Менестрели в пальто макси | страница 20



Бабье лето... Мы взошли на холм за Вилейкой. Наши востроносые черные туфли побелели от пыли. Щеки обстрекались крапивой, а у Долорессы Луст даже ягодицы. Достигнув наконец вершины, мы встали среди зарослей боярышника и вербы у небольшой лощинки. Она походила на гробницу любви. Да, - прошептала Долоресса Луст, - здесь. Здесь, в этой впадинке, ровно Четверть века назад наша сподвижница Долоресса Луст благополучно рассталась с девственностью. Ее почти шутя сорвал канатоходец заезжего цирка. Не то Мурза, не то Джалиль, а может, Мурза Джалиль в одном лице. Долоресса Луст смахнула чистую слезу. После чего улеглась в лощинке, такая же трепетная и хрупкая, как и в те невообразимые времена. Мы, шестеро седовласых юношей, снова выстроились в аккуратную шеренгу...

Сойдя с холма, гуськом промаршировали в парк Серейкишкес. Там, где некогда красовался популярный дансинг «Сарай», мы откололи чарльстон, похлопали в ладоши и прокричали: «Twist again». Покидались каштанами там, где когда-то гремел тир ДОСААФ. Сами над собой посмеялись близ руин Комнаты смеха. Потом разделили арбуз. Его сок и семечки разлетались там, где в свое время несколько ныне знаменитых поэтов учинили физическую расправу над бригадиром советских критиков Пятрасом, отнюдь не классиком. Сок и семечки разлетались, обращаясь в культурный слой.

В аудитории номер семь, где некогда наш коллега Людвикас сложил «Оду Транзиту», мы присели на подоконник. Ода, ее дух, реяла в воздухе. И мы сказали: о, да!
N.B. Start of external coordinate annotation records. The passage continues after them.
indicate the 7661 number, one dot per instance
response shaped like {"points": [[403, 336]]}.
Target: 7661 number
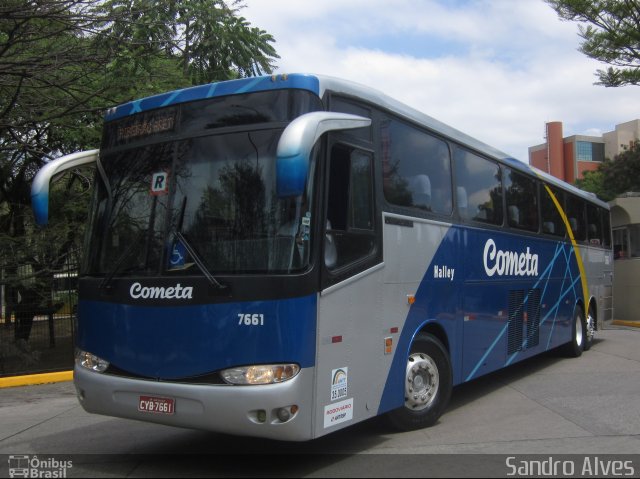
{"points": [[250, 319]]}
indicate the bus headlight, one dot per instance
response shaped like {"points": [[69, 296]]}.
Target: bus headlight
{"points": [[260, 374], [91, 361]]}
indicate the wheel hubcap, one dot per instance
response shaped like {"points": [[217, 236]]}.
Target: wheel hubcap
{"points": [[422, 382], [591, 327], [578, 330]]}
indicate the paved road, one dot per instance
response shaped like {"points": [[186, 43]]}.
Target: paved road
{"points": [[549, 406]]}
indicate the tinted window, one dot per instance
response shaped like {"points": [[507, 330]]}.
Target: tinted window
{"points": [[594, 225], [478, 188], [575, 214], [606, 227], [350, 225], [552, 222], [416, 168], [522, 200]]}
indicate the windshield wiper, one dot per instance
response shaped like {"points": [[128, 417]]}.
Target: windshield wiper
{"points": [[192, 252], [106, 282]]}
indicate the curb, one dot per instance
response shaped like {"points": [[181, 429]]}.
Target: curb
{"points": [[631, 324], [32, 379]]}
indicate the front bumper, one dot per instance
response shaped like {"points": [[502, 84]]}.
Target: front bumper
{"points": [[221, 408]]}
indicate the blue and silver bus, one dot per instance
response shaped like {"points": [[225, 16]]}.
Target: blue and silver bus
{"points": [[285, 256]]}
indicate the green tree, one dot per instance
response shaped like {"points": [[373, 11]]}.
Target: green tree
{"points": [[610, 32], [617, 176], [63, 62]]}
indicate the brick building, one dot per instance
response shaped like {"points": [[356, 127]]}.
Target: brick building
{"points": [[567, 158]]}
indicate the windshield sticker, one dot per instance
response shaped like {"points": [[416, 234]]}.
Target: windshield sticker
{"points": [[339, 383], [338, 412], [160, 183]]}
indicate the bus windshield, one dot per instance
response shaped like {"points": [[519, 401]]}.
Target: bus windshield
{"points": [[215, 193]]}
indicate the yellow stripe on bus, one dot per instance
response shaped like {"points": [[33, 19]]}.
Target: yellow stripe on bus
{"points": [[583, 276]]}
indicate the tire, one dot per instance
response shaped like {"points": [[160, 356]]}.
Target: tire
{"points": [[575, 347], [590, 329], [428, 383]]}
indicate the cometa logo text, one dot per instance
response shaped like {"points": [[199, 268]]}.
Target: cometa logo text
{"points": [[137, 291], [508, 263]]}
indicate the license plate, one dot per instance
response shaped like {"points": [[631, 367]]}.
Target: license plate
{"points": [[156, 405]]}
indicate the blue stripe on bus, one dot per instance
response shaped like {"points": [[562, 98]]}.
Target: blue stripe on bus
{"points": [[178, 342], [231, 87], [475, 318]]}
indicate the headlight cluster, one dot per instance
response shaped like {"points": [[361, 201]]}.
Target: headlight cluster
{"points": [[260, 374], [91, 361]]}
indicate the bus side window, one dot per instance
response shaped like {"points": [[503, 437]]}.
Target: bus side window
{"points": [[350, 234], [481, 180], [552, 223], [575, 212]]}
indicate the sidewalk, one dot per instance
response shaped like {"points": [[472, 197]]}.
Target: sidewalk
{"points": [[629, 323]]}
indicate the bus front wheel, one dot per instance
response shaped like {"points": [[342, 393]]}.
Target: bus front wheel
{"points": [[427, 385]]}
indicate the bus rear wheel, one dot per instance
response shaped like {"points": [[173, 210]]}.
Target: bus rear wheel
{"points": [[427, 385], [590, 329], [575, 347]]}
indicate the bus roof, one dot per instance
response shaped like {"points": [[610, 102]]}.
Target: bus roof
{"points": [[320, 84]]}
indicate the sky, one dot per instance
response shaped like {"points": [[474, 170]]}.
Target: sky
{"points": [[497, 70]]}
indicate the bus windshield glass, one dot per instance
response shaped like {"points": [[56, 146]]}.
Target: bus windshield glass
{"points": [[197, 201]]}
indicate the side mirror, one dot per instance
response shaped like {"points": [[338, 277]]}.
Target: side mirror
{"points": [[297, 141], [40, 185]]}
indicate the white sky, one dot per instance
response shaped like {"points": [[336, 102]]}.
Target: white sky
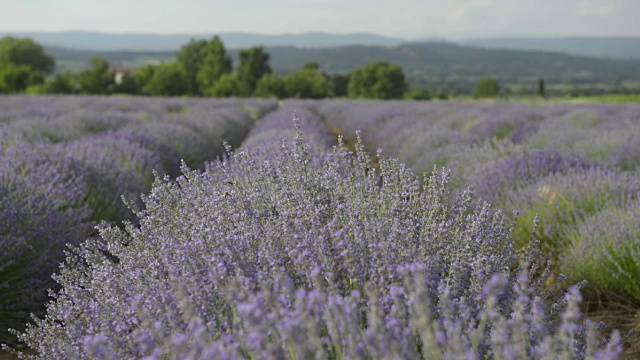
{"points": [[401, 18]]}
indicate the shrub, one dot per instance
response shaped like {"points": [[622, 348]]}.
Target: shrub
{"points": [[41, 210], [307, 256], [486, 88], [605, 250]]}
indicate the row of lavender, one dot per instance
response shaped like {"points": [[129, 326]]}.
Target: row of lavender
{"points": [[577, 166], [66, 162], [298, 250]]}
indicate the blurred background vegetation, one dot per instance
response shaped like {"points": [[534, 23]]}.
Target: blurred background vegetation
{"points": [[418, 71]]}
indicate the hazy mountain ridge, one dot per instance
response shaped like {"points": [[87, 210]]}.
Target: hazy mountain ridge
{"points": [[439, 64], [97, 41], [622, 48]]}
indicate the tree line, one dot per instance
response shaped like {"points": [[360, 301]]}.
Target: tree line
{"points": [[202, 68]]}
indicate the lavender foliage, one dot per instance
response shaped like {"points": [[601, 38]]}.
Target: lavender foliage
{"points": [[41, 210], [303, 256]]}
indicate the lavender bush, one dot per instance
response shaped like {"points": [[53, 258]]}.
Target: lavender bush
{"points": [[41, 210], [307, 256], [605, 249], [54, 194]]}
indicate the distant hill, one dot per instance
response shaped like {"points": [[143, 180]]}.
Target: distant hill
{"points": [[450, 64], [97, 41], [439, 64], [622, 48]]}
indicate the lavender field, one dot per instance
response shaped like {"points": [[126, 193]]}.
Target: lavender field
{"points": [[206, 229]]}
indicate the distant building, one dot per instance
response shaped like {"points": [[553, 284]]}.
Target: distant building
{"points": [[119, 74]]}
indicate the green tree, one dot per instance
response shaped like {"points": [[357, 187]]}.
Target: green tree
{"points": [[540, 87], [254, 64], [308, 83], [98, 79], [486, 88], [14, 78], [378, 80], [143, 76], [271, 85], [127, 85], [227, 85], [191, 57], [64, 83], [339, 85], [25, 52], [215, 63], [168, 80]]}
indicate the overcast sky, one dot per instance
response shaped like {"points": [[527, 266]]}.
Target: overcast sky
{"points": [[409, 19]]}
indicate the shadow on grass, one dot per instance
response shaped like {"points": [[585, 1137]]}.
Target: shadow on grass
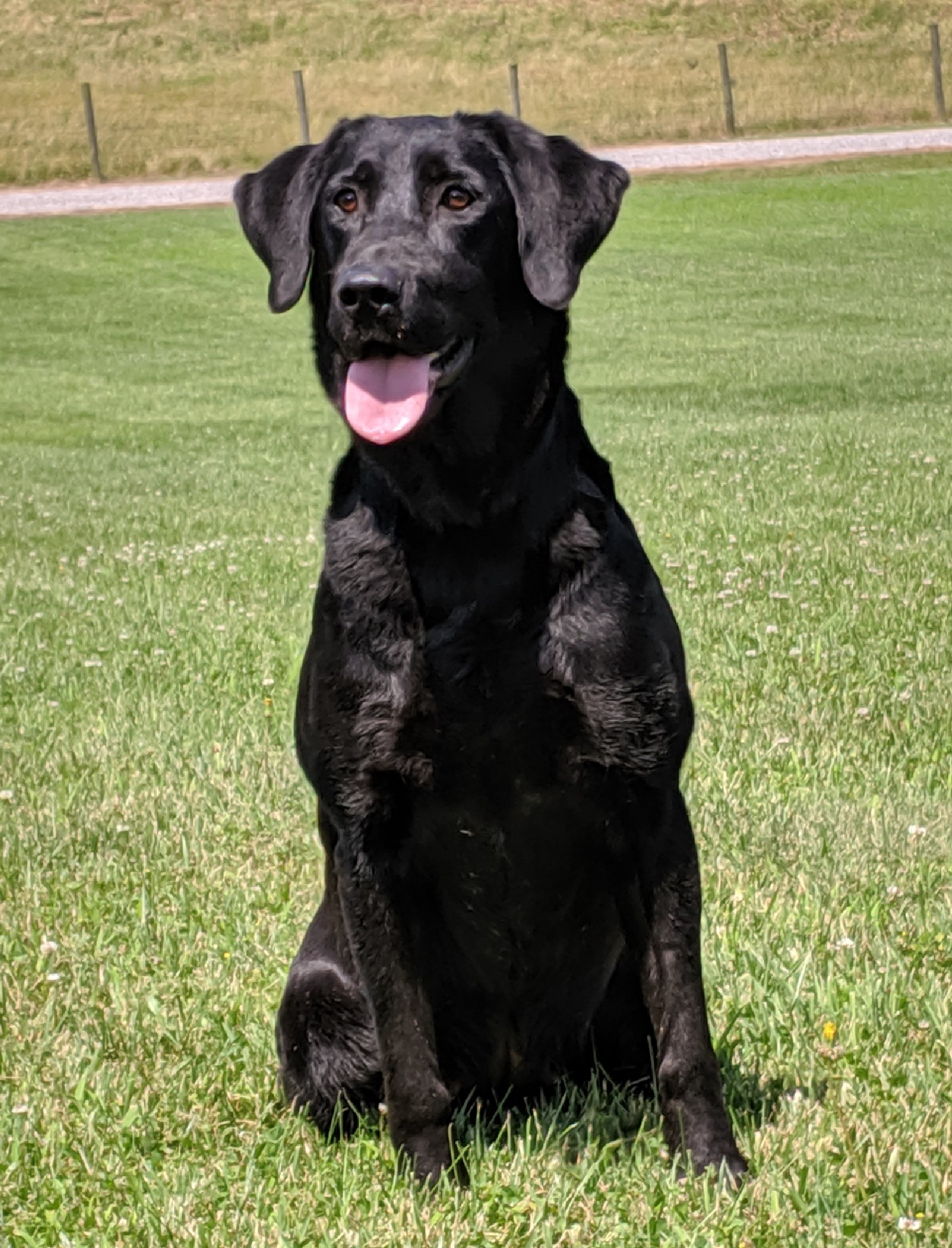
{"points": [[574, 1117]]}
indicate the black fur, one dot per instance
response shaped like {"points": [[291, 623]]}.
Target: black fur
{"points": [[493, 707]]}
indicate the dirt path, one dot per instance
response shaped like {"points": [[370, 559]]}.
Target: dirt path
{"points": [[654, 159]]}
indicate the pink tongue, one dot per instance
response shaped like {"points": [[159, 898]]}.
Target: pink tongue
{"points": [[385, 399]]}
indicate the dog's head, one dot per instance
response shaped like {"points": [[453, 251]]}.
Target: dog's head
{"points": [[437, 244]]}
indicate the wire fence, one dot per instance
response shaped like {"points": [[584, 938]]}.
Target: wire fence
{"points": [[719, 91]]}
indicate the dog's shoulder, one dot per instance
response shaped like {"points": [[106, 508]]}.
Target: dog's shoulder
{"points": [[612, 642]]}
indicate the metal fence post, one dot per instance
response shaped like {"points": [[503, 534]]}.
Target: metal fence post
{"points": [[302, 108], [937, 71], [91, 130], [726, 89], [514, 90]]}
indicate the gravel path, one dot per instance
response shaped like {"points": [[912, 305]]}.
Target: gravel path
{"points": [[641, 160]]}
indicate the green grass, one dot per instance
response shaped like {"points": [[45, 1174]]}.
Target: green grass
{"points": [[768, 361], [190, 85]]}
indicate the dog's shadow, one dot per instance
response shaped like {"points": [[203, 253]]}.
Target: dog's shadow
{"points": [[573, 1117]]}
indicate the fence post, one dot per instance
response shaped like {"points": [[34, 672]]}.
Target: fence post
{"points": [[726, 89], [302, 108], [91, 129], [937, 71], [514, 90]]}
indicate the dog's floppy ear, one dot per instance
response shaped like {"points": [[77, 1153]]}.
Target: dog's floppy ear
{"points": [[275, 207], [566, 202]]}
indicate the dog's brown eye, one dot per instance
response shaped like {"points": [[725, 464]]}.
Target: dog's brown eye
{"points": [[457, 199]]}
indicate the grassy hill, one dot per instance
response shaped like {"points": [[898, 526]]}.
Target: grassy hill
{"points": [[182, 87]]}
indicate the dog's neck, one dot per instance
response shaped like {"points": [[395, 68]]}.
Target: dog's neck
{"points": [[502, 450], [446, 486]]}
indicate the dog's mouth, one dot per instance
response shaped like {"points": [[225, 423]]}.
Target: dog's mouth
{"points": [[387, 396]]}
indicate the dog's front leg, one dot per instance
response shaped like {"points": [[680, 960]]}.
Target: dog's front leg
{"points": [[660, 902], [418, 1102]]}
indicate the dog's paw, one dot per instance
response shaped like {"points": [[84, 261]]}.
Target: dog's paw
{"points": [[728, 1162], [431, 1156]]}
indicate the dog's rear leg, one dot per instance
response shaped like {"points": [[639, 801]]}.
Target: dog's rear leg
{"points": [[418, 1102], [326, 1040], [662, 913]]}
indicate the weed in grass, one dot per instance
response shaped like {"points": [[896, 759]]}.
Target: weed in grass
{"points": [[766, 362]]}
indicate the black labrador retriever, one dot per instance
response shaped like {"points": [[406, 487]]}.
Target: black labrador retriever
{"points": [[493, 707]]}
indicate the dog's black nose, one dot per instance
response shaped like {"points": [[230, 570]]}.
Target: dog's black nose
{"points": [[368, 290]]}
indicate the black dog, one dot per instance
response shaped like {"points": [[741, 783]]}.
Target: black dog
{"points": [[493, 706]]}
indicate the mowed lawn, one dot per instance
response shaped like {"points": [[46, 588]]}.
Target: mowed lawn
{"points": [[768, 361]]}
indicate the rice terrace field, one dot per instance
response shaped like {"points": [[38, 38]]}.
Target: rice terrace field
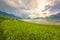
{"points": [[12, 29]]}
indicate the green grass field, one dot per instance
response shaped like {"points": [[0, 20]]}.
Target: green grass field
{"points": [[19, 30]]}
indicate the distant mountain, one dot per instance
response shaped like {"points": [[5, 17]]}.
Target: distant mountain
{"points": [[54, 17], [8, 15]]}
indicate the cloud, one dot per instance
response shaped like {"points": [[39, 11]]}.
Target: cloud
{"points": [[29, 8]]}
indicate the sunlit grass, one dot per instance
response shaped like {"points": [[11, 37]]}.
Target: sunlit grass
{"points": [[20, 30]]}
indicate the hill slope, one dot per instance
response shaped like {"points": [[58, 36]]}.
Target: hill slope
{"points": [[20, 30]]}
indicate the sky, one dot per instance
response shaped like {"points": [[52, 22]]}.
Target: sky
{"points": [[30, 8]]}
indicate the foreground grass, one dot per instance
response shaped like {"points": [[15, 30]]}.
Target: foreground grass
{"points": [[20, 30]]}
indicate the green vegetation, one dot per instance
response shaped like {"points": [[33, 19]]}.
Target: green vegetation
{"points": [[20, 30]]}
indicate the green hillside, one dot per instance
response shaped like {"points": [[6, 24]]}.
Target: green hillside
{"points": [[11, 29]]}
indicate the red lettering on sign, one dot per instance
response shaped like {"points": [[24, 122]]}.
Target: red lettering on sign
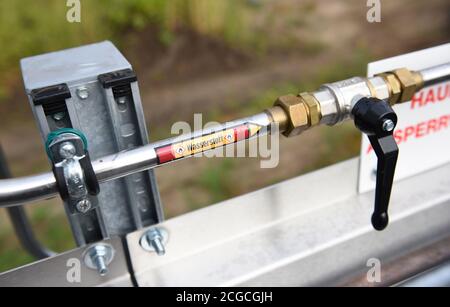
{"points": [[419, 130], [431, 95]]}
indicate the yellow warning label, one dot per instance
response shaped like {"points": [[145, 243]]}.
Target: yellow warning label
{"points": [[203, 143]]}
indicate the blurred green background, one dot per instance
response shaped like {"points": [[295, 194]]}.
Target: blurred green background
{"points": [[222, 58]]}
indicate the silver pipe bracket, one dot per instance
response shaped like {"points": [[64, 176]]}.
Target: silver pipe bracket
{"points": [[76, 180]]}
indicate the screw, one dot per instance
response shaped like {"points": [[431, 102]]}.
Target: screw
{"points": [[67, 150], [83, 206], [59, 116], [83, 93], [153, 240], [388, 125], [98, 257]]}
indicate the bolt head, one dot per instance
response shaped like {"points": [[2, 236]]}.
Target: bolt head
{"points": [[121, 100], [98, 257], [388, 125], [154, 240], [83, 93], [59, 116], [67, 150], [83, 206]]}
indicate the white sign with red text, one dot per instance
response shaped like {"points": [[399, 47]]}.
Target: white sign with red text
{"points": [[423, 128]]}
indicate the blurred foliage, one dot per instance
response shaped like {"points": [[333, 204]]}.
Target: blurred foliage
{"points": [[30, 27]]}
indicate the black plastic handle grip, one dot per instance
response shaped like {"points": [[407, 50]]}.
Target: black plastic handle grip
{"points": [[376, 118]]}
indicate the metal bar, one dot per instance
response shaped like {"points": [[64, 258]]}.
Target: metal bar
{"points": [[20, 222], [17, 191], [27, 189]]}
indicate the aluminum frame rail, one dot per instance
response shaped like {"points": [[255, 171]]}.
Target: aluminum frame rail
{"points": [[288, 234], [334, 108]]}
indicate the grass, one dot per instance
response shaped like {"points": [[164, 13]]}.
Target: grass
{"points": [[30, 27]]}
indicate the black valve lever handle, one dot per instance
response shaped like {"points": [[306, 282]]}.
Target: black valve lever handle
{"points": [[376, 118]]}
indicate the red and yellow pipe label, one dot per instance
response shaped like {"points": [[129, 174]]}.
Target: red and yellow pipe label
{"points": [[205, 142]]}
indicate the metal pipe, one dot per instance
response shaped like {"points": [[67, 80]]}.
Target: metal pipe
{"points": [[43, 186], [330, 105], [20, 221]]}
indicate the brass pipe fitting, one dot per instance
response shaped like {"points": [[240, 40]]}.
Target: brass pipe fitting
{"points": [[295, 114]]}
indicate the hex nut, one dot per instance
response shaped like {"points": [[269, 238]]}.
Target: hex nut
{"points": [[313, 108], [297, 114], [395, 89], [408, 82]]}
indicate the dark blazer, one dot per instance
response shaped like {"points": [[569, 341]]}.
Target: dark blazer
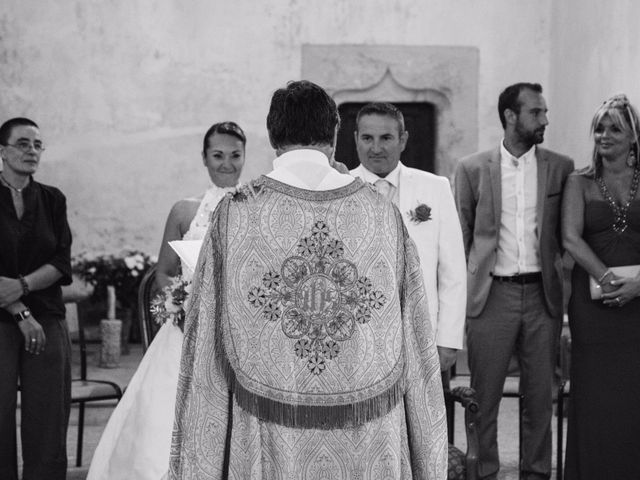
{"points": [[478, 194]]}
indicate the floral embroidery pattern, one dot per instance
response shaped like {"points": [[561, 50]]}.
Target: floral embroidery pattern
{"points": [[421, 213], [318, 296]]}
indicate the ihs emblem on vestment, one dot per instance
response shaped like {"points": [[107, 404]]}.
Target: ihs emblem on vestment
{"points": [[318, 297]]}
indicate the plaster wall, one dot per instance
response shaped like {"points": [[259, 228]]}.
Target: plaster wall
{"points": [[124, 90], [595, 54]]}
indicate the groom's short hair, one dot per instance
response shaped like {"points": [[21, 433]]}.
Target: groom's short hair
{"points": [[302, 113]]}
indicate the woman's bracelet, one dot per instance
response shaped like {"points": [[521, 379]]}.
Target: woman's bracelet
{"points": [[604, 275], [25, 286]]}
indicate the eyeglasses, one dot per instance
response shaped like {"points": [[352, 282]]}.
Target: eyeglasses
{"points": [[25, 146]]}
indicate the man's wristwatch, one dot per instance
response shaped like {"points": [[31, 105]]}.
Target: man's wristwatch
{"points": [[23, 315]]}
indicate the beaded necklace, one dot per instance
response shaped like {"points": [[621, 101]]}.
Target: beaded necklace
{"points": [[620, 212]]}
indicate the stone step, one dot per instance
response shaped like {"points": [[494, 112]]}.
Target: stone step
{"points": [[96, 414]]}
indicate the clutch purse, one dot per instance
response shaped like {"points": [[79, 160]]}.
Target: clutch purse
{"points": [[625, 271]]}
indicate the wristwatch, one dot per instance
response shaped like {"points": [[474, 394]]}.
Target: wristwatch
{"points": [[23, 315]]}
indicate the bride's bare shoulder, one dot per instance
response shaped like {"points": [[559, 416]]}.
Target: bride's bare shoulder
{"points": [[184, 210]]}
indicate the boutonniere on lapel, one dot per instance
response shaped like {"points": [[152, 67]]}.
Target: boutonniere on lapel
{"points": [[421, 213]]}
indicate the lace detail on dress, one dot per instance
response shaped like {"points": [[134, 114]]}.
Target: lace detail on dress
{"points": [[200, 223]]}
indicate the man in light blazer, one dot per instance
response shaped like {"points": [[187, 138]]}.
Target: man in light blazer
{"points": [[508, 200], [427, 206]]}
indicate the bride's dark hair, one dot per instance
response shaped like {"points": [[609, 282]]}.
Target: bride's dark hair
{"points": [[224, 128]]}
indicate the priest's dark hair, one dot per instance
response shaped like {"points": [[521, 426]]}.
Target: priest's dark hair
{"points": [[302, 113], [7, 127]]}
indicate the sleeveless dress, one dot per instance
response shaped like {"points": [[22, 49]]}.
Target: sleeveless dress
{"points": [[603, 438], [136, 441]]}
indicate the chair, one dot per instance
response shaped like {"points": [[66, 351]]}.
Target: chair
{"points": [[461, 465], [564, 390], [84, 390], [146, 293], [511, 389]]}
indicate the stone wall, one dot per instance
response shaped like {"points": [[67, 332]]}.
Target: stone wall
{"points": [[596, 54], [123, 90]]}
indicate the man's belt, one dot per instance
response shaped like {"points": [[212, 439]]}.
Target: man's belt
{"points": [[521, 279]]}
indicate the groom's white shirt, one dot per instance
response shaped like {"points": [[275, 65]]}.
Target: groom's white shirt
{"points": [[439, 243]]}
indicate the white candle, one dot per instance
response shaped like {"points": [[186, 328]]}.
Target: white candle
{"points": [[111, 302]]}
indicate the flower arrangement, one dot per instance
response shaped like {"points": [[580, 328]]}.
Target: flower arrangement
{"points": [[170, 304], [123, 270], [421, 213]]}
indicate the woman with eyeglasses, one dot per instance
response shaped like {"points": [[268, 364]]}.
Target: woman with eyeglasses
{"points": [[601, 231], [35, 251], [136, 441]]}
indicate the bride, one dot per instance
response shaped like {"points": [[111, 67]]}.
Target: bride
{"points": [[135, 443]]}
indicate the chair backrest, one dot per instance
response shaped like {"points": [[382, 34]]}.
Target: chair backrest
{"points": [[146, 293], [75, 326]]}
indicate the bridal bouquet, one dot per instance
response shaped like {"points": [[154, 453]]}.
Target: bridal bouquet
{"points": [[170, 304]]}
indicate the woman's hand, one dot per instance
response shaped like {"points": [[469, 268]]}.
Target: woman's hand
{"points": [[34, 337], [10, 291], [626, 289]]}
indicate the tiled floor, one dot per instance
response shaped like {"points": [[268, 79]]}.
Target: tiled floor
{"points": [[97, 416]]}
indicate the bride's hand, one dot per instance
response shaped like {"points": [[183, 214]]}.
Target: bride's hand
{"points": [[625, 290]]}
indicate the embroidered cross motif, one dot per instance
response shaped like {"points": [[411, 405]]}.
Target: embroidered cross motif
{"points": [[318, 296]]}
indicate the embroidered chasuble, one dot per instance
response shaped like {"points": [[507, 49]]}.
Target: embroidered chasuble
{"points": [[308, 352]]}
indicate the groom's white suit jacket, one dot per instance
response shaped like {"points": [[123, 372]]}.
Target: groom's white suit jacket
{"points": [[440, 247]]}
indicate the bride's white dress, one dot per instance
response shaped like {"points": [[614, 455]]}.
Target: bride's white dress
{"points": [[136, 441]]}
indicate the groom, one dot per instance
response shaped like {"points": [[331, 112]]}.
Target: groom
{"points": [[426, 203], [308, 348]]}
Вспомнить - и то приятно. Она получила высокую оценку. Премию Баварского ландтага, малый янтарный приз братьев Диргел, исключение из alma mater с волчьим билетом и два года вольных строек. Людвикас зачитал ее вслух. К сожалению, она оказалась далекой от совершенства и наивной, однако несколько поседевших юношей сумели возбудиться и здесь же, на черных лавках, они еще раз доставили удовольствие ненасытимой Долорессе Луст, американской шпионке... В седьмой аудитории... На черных партах... Под портретами Миронаса, Валкунаса и Мицкуса (завхоза)...

В ближайшей парикмахерской, в знак протеста против приказов давно несуществующей военной кафедры и полковника Степы Степанова, мы все остриглись наголо. Долоресса Луст солидарности ради сбрила свой снопик.

Ликуя, поспешили мы в «Литературную светлицу», место вечного успокоения. Былое место успокоения. Теперь мы скинулись по две с половиной тыщи и получили отдельный столик в центре. Хотя в зале не было ни одного живого или полумертвого литератора, наши бритые затылки внушали робкое почтение. Никто нас не выгнал.